Beau Paysage』のワインを世に知らしめたのは日本では栽培が困難とされてきたピノ・ノワールだった。

2002年の初収穫であまりに収量が少なくメルロに混ぜるしかないといわれ、ならばと全て手作業で醸造を行ったした。そうして作られたピノ・ノワールの温かみと柔らかさに彼自身も驚き、その後、赤ワインの醸造は全てこの方法で行っている。

彼のピノ・ノワールはそのルビー色の中に奥ゆかしくもエレガントな居住まいを保ち、飲む人の心を揺り動かし、彼の実力をはっきりと認識させてくれる。

だが、この土地に適した品種をまだ探している試験段階でしかないという。彼の後、100年後ぐらいに誰かが本当に適した品種が見つけてくれればそれでも良いくらいに思っていると笑った。実際、今年に入ってネッビオーロも植えている。
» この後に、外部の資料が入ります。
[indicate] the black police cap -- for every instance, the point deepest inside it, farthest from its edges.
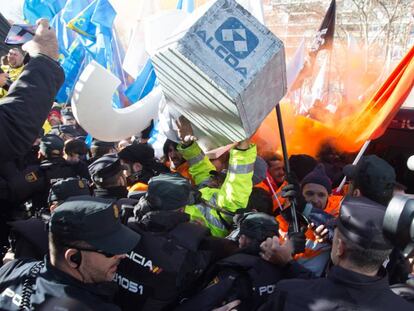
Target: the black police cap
(106, 166)
(99, 143)
(51, 144)
(142, 153)
(373, 175)
(63, 189)
(258, 226)
(168, 191)
(95, 221)
(360, 221)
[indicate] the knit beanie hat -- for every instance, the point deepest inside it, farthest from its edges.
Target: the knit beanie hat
(318, 176)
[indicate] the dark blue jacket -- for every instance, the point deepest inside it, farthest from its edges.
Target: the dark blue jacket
(53, 288)
(341, 290)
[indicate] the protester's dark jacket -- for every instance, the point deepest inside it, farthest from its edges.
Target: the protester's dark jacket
(405, 290)
(341, 290)
(111, 193)
(24, 110)
(244, 276)
(164, 265)
(51, 283)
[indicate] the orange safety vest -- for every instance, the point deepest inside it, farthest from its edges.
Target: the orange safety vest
(138, 187)
(332, 207)
(183, 169)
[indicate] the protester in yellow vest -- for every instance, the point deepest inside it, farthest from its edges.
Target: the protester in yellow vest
(219, 201)
(13, 68)
(316, 188)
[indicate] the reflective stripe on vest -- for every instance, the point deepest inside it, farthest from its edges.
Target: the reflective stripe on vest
(196, 159)
(206, 211)
(241, 168)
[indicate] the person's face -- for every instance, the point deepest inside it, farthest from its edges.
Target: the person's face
(15, 58)
(54, 120)
(69, 121)
(244, 241)
(174, 156)
(315, 194)
(334, 249)
(97, 268)
(277, 171)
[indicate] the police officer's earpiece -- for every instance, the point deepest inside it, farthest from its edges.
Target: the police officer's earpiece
(76, 258)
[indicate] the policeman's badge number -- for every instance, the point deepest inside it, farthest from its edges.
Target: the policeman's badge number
(31, 177)
(116, 211)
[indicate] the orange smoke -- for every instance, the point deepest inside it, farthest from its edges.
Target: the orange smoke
(351, 125)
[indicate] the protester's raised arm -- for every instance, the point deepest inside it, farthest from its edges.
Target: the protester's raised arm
(24, 110)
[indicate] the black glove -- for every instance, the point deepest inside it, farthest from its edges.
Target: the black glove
(298, 240)
(292, 192)
(145, 133)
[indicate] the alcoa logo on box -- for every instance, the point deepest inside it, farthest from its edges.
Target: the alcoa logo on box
(232, 41)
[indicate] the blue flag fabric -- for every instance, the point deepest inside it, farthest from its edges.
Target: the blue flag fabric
(35, 9)
(72, 66)
(94, 26)
(146, 80)
(143, 84)
(189, 3)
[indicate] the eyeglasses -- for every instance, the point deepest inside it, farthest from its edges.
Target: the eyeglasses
(107, 255)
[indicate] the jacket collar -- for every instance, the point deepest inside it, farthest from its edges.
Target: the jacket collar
(354, 279)
(119, 192)
(104, 290)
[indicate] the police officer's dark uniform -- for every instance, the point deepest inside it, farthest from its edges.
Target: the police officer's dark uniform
(28, 237)
(245, 275)
(360, 221)
(104, 169)
(52, 169)
(87, 219)
(169, 258)
(143, 154)
(22, 114)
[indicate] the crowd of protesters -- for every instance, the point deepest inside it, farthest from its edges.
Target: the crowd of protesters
(111, 227)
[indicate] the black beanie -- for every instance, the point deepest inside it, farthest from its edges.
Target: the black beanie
(318, 176)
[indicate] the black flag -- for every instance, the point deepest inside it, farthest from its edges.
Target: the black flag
(324, 37)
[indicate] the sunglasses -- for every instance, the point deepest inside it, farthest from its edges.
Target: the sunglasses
(107, 255)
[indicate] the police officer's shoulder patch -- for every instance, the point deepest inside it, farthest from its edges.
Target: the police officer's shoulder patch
(31, 177)
(116, 211)
(81, 184)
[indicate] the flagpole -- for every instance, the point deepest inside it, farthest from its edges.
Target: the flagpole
(287, 167)
(358, 157)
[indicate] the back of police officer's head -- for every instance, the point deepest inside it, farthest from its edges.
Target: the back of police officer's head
(358, 242)
(51, 146)
(107, 172)
(87, 239)
(254, 228)
(65, 188)
(100, 148)
(372, 177)
(166, 192)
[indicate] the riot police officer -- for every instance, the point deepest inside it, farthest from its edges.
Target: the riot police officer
(28, 237)
(172, 254)
(24, 110)
(244, 275)
(52, 168)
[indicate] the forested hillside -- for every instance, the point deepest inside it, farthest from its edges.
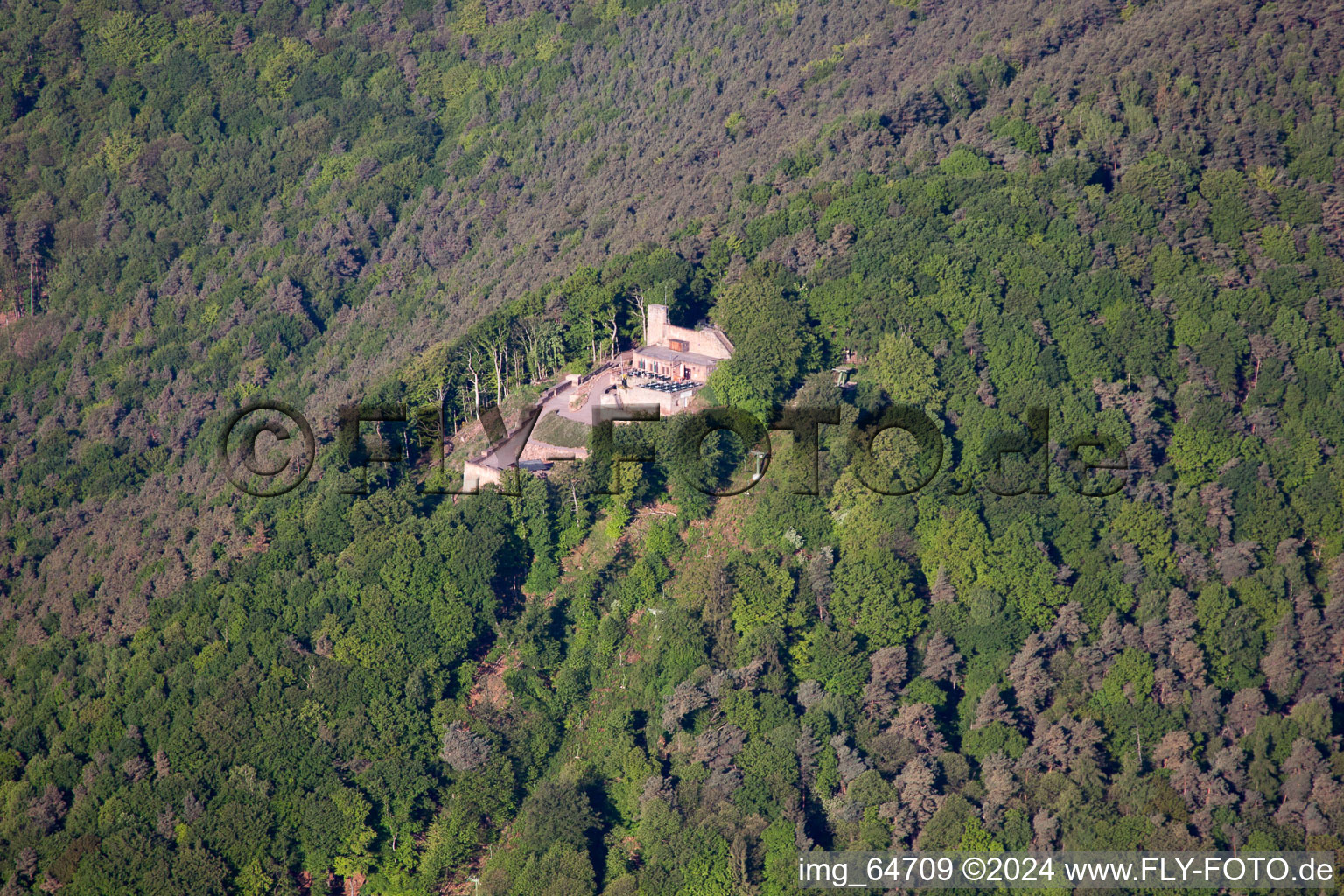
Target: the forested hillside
(1125, 214)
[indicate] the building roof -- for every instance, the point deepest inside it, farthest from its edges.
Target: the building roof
(663, 354)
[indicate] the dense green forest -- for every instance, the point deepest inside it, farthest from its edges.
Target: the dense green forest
(1128, 214)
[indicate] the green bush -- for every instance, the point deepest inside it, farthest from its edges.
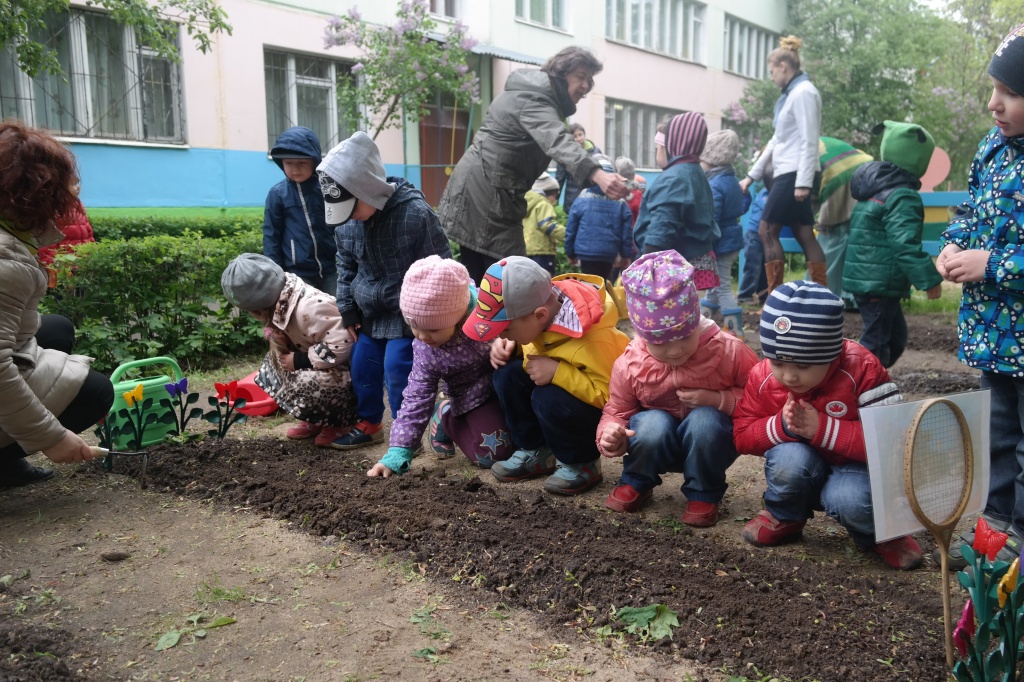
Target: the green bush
(154, 296)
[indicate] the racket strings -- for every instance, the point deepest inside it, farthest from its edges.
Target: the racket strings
(939, 464)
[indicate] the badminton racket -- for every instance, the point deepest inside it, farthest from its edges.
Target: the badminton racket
(938, 473)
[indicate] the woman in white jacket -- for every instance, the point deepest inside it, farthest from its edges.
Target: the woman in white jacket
(794, 152)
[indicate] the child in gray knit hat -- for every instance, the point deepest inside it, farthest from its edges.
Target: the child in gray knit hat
(306, 371)
(382, 225)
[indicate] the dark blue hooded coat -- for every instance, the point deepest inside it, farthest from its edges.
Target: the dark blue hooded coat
(295, 230)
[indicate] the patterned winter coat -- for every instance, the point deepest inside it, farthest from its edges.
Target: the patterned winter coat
(991, 328)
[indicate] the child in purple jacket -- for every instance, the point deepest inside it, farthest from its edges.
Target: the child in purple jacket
(436, 297)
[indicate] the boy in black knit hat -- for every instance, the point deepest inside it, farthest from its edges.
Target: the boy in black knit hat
(983, 249)
(801, 411)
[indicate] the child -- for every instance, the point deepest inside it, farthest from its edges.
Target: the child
(730, 204)
(673, 392)
(435, 300)
(599, 230)
(295, 236)
(884, 254)
(383, 225)
(982, 250)
(801, 412)
(306, 372)
(552, 394)
(678, 212)
(540, 227)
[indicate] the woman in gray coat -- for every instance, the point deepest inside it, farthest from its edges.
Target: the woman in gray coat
(49, 395)
(483, 204)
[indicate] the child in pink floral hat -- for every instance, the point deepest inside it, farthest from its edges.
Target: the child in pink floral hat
(672, 392)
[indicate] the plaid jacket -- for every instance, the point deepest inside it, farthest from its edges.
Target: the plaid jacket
(374, 255)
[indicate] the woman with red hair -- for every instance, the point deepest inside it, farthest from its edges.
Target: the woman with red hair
(49, 394)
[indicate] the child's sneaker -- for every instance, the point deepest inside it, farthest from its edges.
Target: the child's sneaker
(303, 430)
(573, 478)
(329, 435)
(442, 445)
(900, 553)
(700, 514)
(359, 435)
(625, 498)
(524, 464)
(765, 530)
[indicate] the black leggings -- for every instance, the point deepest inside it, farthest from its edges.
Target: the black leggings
(94, 397)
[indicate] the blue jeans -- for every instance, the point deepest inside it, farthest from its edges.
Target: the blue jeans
(800, 482)
(376, 361)
(754, 279)
(1006, 482)
(546, 415)
(884, 330)
(699, 446)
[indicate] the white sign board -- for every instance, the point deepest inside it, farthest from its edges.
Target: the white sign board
(885, 436)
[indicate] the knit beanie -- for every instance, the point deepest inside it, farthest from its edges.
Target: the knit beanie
(1008, 62)
(252, 282)
(685, 137)
(802, 322)
(434, 293)
(660, 299)
(907, 145)
(722, 148)
(355, 165)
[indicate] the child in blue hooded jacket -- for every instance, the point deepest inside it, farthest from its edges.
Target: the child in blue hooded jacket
(295, 233)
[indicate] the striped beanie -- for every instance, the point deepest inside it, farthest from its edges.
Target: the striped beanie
(685, 138)
(802, 322)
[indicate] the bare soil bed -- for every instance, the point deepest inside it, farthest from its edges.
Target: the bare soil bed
(818, 609)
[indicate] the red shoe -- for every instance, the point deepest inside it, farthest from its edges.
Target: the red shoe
(327, 436)
(764, 529)
(625, 498)
(303, 430)
(900, 553)
(700, 514)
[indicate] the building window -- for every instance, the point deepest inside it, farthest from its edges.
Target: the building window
(112, 86)
(630, 128)
(669, 27)
(303, 90)
(545, 12)
(747, 48)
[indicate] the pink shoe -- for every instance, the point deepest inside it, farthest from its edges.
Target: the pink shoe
(303, 430)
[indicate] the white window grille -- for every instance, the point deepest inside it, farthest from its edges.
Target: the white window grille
(112, 86)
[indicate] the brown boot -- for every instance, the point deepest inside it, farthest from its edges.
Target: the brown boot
(817, 272)
(775, 269)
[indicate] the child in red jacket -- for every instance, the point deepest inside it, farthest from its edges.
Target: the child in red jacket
(801, 411)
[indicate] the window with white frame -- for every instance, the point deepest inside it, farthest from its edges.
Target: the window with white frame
(630, 128)
(747, 48)
(112, 86)
(670, 27)
(303, 90)
(545, 12)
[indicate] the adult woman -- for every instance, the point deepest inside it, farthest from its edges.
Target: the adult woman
(49, 394)
(483, 205)
(794, 152)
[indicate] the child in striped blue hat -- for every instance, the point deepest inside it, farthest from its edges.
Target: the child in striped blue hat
(801, 411)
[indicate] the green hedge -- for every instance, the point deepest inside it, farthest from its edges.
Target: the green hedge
(154, 296)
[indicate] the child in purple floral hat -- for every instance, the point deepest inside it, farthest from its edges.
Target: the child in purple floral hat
(672, 392)
(436, 297)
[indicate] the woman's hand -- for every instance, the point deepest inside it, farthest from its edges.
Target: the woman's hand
(70, 449)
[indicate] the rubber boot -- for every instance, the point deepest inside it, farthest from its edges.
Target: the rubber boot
(733, 322)
(818, 273)
(775, 270)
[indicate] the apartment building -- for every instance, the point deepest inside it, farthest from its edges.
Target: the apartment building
(152, 132)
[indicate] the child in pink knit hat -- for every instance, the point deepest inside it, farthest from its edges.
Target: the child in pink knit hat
(436, 297)
(672, 392)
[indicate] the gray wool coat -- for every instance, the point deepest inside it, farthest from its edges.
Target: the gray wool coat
(483, 204)
(36, 383)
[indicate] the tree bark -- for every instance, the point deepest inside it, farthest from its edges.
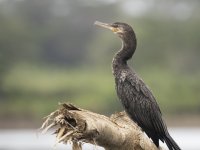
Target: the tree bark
(78, 126)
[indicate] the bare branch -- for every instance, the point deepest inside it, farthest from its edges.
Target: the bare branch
(79, 126)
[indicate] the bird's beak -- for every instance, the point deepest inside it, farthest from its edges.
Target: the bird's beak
(107, 26)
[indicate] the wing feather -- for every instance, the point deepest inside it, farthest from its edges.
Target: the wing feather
(141, 105)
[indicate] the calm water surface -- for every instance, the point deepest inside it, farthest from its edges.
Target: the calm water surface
(187, 138)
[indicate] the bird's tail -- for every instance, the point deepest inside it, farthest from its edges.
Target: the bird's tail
(171, 144)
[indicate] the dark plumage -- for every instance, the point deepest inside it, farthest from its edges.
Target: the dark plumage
(137, 99)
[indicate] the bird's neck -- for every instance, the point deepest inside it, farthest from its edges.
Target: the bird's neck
(124, 54)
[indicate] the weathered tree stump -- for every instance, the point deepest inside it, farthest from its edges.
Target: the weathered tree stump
(78, 126)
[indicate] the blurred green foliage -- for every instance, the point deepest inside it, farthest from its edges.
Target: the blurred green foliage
(50, 52)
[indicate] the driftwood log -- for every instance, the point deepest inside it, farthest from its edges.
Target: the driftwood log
(78, 126)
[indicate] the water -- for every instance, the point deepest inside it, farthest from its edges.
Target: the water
(187, 138)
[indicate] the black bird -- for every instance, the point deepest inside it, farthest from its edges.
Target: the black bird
(135, 96)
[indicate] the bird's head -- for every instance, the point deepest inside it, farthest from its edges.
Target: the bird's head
(119, 28)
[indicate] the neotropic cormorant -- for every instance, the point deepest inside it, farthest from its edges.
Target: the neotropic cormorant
(135, 96)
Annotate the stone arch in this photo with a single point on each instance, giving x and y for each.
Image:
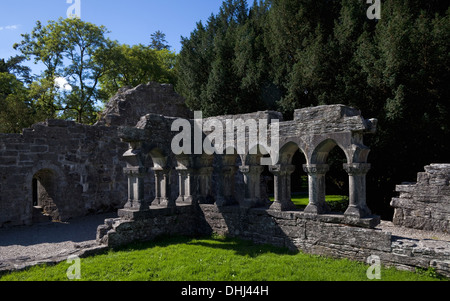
(322, 149)
(47, 186)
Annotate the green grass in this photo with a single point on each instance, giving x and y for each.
(337, 203)
(210, 259)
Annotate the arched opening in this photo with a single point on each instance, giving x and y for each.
(331, 157)
(44, 196)
(290, 179)
(337, 181)
(299, 181)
「大切なのはぶどうです。ぶどうはその土地をそのまま写し取ったものでなくてはならない。ワインを飲むということはその土地の自然と触れ合うことであり、意識的、無意識的に人も自然の一部であることを確認する行為と考えます。」


 岡本さんが語る声は細く気をつけて耳を傾けないと聞き逃してしまいそうなくらいだが、その言葉には自分の『もの作り』への明確な認識が感じられるだけでなく、朗らかさがある。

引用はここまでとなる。